Survey responses are rolling in as more and more coaches, athletes, trainers, and their relatives are answering questions.

Last week, we talked about the importance of fundamentals and how the understanding of them separates elite athletes from mediocre athletes. This week, we’ll dive into how a deep understanding of the fundamentals affects the brain of athletes both in training and competition.

In Chris Bailey’s book Hyperfocus, one of the core ideas is the idea of the human attention span.

According to Bailey, our attention span contains “our entire conscious world” (Bailey 28). It can be represented by a finite bubble, meaning we can only fit so many things inside of this bubble at once. Certain tasks take up varying amounts of space depending on how experienced the individual is at a certain task. Think back to the first time you started driving. You were trying to be super careful when you were pulling your mom’s car out of the driveway, taking the utmost care of every movement that you did, making sure that you didn’t hit anything or damage your mom’s car. When you finally get on the road, you probably were going only 60 miles an hour on the highway in the right lane, letting others pass you because you didn’t want to hit anybody. As you gained experience, driving became a lot easier and you can do a lot more things while driving, like changing the song, pushing the speed limit, having a conversation, or eating a hamburger. In sports, when an athlete is learning a fundamental movement or trying to correct a movement in training, he or she must fill his or her attention span with a singular complex task.

Take a football quarterback for example. Let’s say that this quarterback struggles with his torso rotation throughout his throwing motion. In training, there are times when he must solely focus on his torso rotation, sometimes just throwing to a stationary target. By doing this type of training, the quarterback fills his attention span with the task of throwing the ball while focusing on torso rotation. When the quarterback becomes more familiar with the new motion, the task of only focusing on rotating his torso takes up less space in this attention span. He can then start to practice with a receiver on a specified route, as he focuses on throwing to a spot, as well as adapting to his receiver’s movements and speed. When both the receiver and quarterback execute more successful pass completions in practice, they can now start to add a DB (defensive back) to guard the receiver to simulate the pressure of the QB throwing accurately. After that, you put the offensive line and the defense in the play, simulating the real game in “game speed” by adding pressure through the defense attempting to tackle the QB (Sack), or making the QB improvise the play if something goes wrong.

With each task that we add to the football player’s training, the previous task took less space in his mind than when he just started that same task.
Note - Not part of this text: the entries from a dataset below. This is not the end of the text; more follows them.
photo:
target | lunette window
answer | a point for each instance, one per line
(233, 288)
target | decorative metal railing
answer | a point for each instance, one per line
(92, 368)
When a new task presents itself, it takes most of our attention span, and we try to break it down and learn it using our brain’s prefrontal cortex where most of the problem-solving happens. When we fill our attention span with one singular task, we want to be detailed in knowing why we do a movement. When we are hyper-analytical of our actions, we use left brain thinking, analyzing the position of every move and the reasons behind it. (Nilsson et. Al.).

When we become more experienced at a task, it takes up less of our attention span. Our hippocampus moves the behavior or task from short-term to long-term memory (Web MD). When the task is stored in long-term memory, the performance of the task becomes less mechanically demanding and more instinctual and feeling-based. When we base our actions on instincts, intuition, and feeling, we engage our right brain thinking, being more subjective with what a movement is supposed to feel like and when the movements are supposed to happen

Playing the Actual Game

When you enter the competition, it becomes more than just being in tune with your mechanics.

As stated in the last blog, elite athletes have an understanding of the fundamentals down to a science. However, although their understanding of the fundamentals is immensely deep and detailed, in competition, the fundamentals are only a tiny part of their attention span.

The rest of their attention span is left open to other things that are essential to the actual playing of the game.

As a quarterback, the objective is to not just throw the ball and make the receiver catch it, the goal is to score more than the other team, whether that be by field goals or touchdowns. If every receiver is covered by a DB (defensive back), a quarterback can have the most perfect throwing form, and still not be able to win games because he keeps throwing incomplete passes and interceptions, ceding the ball to the opposing team. A great quarterback knows that if his receivers are covered, the best course of action is to run the ball himself. But if his fundamental task of throwing takes up all his attention span, he wouldn’t have been able to make that decision, especially in the heat of the moment. Information starts to get lost as the attention span overflows with mentally demanding tasks. A quarterback may know that he needs to run the ball, but he may not do it because that part of basic mechanics isn’t currently in his attention span.

There are also negative environmental factors that an athlete has to leave attention space for. For example, they can’t control how hostile the crowd is in an away game. They can’t control the fact that the sun is in their eyes. They can’t control how awful the stadium, course, ring, or court is. But they have to deal with it and not let it affect their performance.

For average athletes, variables in competition can drastically affect their performance if they are not adequately prepared. If the task of applying and remembering the fundamentals is too large when you add other factors like the crowd, anxiety, or a poor quality venue, the fundamental parts of an athlete’s game can be pushed out of the attention span as the athlete suffers from “attention overload” as shown below.

Knowing this information, we can deduce how we can improve an athlete’s performance in training and competition on a surface level.

Training should involve filling an athlete’s attention span with a singular fundamental yet complex task. This allows an athlete to be analytical with his or her movements and correct what needs to be corrected without any stakes. By being analytical, the athlete engages his or her left brain thinking, while shrinking the amount of space that that particular task takes up in an athlete’s attention span.

By taking less attentional space, the athlete now can contend with other factors in competition, such as strategy, opponents, expectations, fans, etc. In competition, the athlete relies more on right-brain thinking, the instinctual and intuitive part of the brain, recalling actions that have been stored in long-term memory. Allowing the athlete to perform at their best.

Good QBs (quarterbacks) may throw the ball well; great QBs throw the ball well when a 300lb DE (defensive end) is rushing them. Good basketball shooters may have an excellent shot form; great shooters can get off a shot and make it in triple overtime in the NBA finals. Good golfers may have a good swing; great golfers sink putts when four million dollars are on the line.

Good athletes may have good movements; great athletes play the game.